Si la Convention de Genève donne le droit à chaque personne de fuir son pays en guerre afin de demander protection dans un autre pays que le sien, il est réalité presque impossible de se rendre légalement en Europe pour venir y déposer sa demande d'asile. C'est d'ailleurs la raison pour laquelle la grande majorité des réfugiés se voient obligés de faire appel à des passeurs pour venir en Europe, et tenter la dangereuse traversée de la Méditerranée.

Par peur que les enfants se noient, Mohamed et Bouchra ont cependant préféré faire une demande de visa humanitaire afin de pouvoir se rendre légalement et en toute sécurité depuis le Liban jusqu'en Belgique, et d'y déposer une demande d'asile. Francken et l'Office des Etrangers possèdent en effet la compétence discrétionnaire de pouvoir accorder un visa humanitaire à des personnes dans des situations humanitaires graves. 
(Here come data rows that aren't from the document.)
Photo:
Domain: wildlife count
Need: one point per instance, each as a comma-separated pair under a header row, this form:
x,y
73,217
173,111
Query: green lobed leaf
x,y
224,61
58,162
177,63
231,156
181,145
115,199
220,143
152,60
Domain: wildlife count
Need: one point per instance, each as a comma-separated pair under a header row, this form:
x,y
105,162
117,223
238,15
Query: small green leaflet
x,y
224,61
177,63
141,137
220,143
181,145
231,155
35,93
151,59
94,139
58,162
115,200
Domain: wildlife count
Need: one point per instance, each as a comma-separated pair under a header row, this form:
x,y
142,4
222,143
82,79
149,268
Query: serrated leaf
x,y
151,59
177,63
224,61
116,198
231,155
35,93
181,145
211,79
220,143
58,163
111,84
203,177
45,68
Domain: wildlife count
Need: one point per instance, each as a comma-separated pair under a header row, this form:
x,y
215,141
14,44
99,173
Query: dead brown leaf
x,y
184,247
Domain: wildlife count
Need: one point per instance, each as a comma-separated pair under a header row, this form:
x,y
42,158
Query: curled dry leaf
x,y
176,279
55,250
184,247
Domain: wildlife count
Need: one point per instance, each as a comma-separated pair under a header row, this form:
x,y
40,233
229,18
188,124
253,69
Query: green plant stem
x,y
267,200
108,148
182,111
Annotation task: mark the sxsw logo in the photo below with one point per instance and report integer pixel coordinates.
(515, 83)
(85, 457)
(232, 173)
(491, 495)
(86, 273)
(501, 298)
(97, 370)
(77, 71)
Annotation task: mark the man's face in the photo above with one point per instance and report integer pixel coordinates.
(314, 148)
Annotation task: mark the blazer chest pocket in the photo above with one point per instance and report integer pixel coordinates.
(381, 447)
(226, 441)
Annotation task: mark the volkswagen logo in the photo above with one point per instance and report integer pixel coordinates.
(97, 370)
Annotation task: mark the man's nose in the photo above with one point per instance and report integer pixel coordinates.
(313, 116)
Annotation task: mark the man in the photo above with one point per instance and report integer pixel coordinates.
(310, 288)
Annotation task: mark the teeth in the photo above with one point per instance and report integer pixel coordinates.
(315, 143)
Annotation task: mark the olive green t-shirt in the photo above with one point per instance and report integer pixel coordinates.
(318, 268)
Mais malgré la situation d’urgence absolue de cette famille, l’Office des étrangers a refusé par trois fois de délivrer les visas humanitaires à cette famille, sans même les motiver. Les recours introduits ont abouti à trois arrêts du Conseil du contentieux des étrangers suspendant ces décisions de refus et enjoignant finalement l’État belge à délivrer les visas dans les 48h. L’État belge n’ayant pas obtempéré, une ordonnance du Tribunal de première instance l’a obligé à exécuter la décision de justice. Rien n’y fait, Théo Francken s’obstine à refuser.

Keyser Francken

« Je ne me laisserai pas impressionner, les autorités doivent avoir le dernier mot »1 affirmait Théo Francken le 27 octobre dernier en séance plénière.
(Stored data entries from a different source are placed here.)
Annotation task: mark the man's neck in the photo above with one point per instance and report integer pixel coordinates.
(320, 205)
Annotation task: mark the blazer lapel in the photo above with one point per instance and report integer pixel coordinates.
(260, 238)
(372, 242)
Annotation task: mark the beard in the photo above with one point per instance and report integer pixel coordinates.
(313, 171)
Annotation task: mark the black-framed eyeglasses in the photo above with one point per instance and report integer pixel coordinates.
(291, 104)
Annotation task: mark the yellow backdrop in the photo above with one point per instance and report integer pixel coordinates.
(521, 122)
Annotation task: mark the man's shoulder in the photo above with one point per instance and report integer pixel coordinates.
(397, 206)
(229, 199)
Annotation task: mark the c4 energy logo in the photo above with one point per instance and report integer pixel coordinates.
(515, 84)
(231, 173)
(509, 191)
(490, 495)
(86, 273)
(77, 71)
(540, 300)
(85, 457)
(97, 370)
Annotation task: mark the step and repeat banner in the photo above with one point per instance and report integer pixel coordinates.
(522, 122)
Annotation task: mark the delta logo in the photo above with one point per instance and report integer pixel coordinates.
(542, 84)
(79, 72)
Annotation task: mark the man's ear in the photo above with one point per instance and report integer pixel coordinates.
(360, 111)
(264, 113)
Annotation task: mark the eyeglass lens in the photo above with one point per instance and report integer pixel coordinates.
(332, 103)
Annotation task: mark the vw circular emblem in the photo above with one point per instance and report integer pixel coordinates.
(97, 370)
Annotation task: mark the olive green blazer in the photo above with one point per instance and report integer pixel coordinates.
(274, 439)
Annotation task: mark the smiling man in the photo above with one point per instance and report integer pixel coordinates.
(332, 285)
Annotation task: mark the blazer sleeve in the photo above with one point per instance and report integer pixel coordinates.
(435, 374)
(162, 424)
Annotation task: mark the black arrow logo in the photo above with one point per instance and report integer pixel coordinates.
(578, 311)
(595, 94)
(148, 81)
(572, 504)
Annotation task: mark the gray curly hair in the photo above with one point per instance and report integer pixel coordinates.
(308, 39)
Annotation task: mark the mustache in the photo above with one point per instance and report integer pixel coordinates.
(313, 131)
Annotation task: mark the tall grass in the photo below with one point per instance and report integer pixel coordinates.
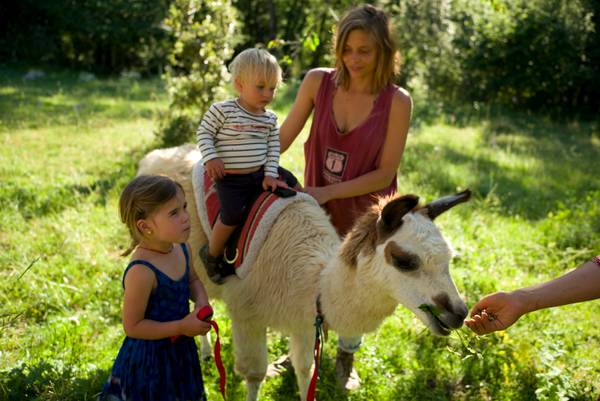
(68, 146)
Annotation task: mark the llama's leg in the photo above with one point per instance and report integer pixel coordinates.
(250, 355)
(205, 347)
(301, 354)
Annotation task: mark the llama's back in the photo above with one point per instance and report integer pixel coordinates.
(177, 163)
(281, 288)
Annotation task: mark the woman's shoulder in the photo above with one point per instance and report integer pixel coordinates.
(401, 98)
(313, 78)
(315, 75)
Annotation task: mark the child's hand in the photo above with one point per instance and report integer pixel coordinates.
(215, 168)
(192, 326)
(271, 183)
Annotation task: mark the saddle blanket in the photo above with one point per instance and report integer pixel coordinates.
(245, 243)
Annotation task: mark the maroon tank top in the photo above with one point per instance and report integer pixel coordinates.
(333, 157)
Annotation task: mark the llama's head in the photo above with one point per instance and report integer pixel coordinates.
(410, 258)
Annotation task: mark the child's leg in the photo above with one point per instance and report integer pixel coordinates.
(220, 234)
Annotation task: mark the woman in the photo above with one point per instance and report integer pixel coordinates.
(358, 133)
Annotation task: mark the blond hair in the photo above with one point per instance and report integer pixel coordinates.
(142, 197)
(375, 22)
(255, 64)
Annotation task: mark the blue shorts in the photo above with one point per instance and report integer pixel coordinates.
(237, 193)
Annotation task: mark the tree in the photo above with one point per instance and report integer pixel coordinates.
(204, 32)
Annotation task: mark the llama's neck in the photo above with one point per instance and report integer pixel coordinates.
(352, 301)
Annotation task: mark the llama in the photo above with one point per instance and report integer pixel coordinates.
(394, 255)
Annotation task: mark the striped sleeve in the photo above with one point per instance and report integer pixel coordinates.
(211, 124)
(273, 150)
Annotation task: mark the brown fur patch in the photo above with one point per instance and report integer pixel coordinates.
(363, 236)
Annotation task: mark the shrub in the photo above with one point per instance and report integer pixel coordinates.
(204, 38)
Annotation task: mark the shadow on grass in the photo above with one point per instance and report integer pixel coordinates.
(477, 379)
(560, 156)
(31, 202)
(50, 382)
(63, 97)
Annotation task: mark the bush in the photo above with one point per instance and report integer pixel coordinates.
(204, 38)
(104, 36)
(526, 54)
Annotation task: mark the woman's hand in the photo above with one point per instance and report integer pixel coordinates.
(215, 168)
(495, 312)
(192, 326)
(321, 194)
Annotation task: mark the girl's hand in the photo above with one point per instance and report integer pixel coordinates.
(319, 193)
(271, 183)
(191, 326)
(215, 168)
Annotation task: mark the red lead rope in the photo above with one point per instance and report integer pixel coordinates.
(205, 313)
(312, 387)
(219, 361)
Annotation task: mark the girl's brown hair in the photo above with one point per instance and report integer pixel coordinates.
(142, 197)
(375, 22)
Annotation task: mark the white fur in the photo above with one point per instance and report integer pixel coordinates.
(299, 260)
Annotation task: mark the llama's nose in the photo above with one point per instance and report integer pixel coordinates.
(454, 314)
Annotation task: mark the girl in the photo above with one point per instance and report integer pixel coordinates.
(158, 359)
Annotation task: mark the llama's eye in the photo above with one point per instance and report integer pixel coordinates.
(405, 262)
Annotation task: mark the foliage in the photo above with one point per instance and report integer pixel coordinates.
(104, 36)
(204, 32)
(531, 54)
(298, 33)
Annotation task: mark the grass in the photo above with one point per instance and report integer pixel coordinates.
(67, 147)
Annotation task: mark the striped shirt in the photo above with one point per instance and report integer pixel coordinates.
(239, 138)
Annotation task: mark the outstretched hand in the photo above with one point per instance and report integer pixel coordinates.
(495, 312)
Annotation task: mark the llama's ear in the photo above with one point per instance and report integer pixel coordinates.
(391, 215)
(439, 206)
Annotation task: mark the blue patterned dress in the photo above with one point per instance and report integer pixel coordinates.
(159, 370)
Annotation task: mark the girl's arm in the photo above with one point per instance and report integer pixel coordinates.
(393, 148)
(301, 109)
(139, 282)
(197, 290)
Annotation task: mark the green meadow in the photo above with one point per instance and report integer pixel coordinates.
(69, 145)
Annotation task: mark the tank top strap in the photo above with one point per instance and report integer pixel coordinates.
(385, 97)
(325, 92)
(141, 262)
Ce n'est pourtant rien de moins que le pouvoir judiciaire que Francken entend ici ne pas respecter. Dans le cas qui nous occupe à présent, c'est afin de respecter les obligations internationales de la Belgique en matière de droits humains que le pouvoir judiciaire oblige l’État belge à accorder un visa humanitaire à cette famille. L'existence de ces droits et la séparation des pouvoirs sont justement là pour protéger les individus du potentiel arbitraire des autorités. Mais les droits humains « n'impressionnent pas » Francken...

L'attitude de Théo Francken est finalement peu étonnante, lorsqu'on sait qu'il écrivait déjà dans son livre en 2012 que « nous avons besoin de politiciens forts qui osent affroter le diktat des [...] avocats [...] et des ONG »234.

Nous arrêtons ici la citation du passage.